Beat

Director: Gary Walkow
Screenwriters: Gary Walkow

Institute History

  • 2000 Sundance Film Festival

Description

William Burroughs lived long enough to perform on Saturday Night Live. Allen Ginsberg appeared in GAP ads, but one central figure of the Beat movement never moved beyond obscurity. Joan Burroughs died of a gunshot wound delivered by her own husband. Beat is the true story of the events leading up to that fatal day. Joan was the center of a circle of friends who would later become the Beats. They all lived on the edge, and they all shared a gift for falling in love with the wrong people. It is 1951, and William (Kiefer Sutherland) and Joan (Courtney Love) are living in Mexico City.

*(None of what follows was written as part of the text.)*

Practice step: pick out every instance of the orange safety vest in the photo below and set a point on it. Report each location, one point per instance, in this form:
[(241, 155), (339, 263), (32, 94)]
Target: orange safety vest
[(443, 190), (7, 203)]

When old friends Ginsberg (Ron Livingston) and Lucien Carr (Norman Reedus) drive down for a visit, William has taken off to Guatemala with another man. Joan is feeling low but is captivated by the idea of a car trip to an erupting volcano. On the road, Joan and Lucien fall in love. When William returns home, there is a confrontation over the obvious flaws in their marriage which ends in a drunken game of William Tell.

The Beat Generation has been both celebrated and reviled for its own iconography. Shot in Mexico in the actual locations, Gary Walkow’s evocative new film (his Notes from Underground played in the 1996 Festival) allows the truth to stand on its own. The poetic dialogue seeks to distinguish the real from the myth. These are living people with complex emotions and human flaws. Excellent performances round out this lyrical account of unrequited love and the chaos it inspires.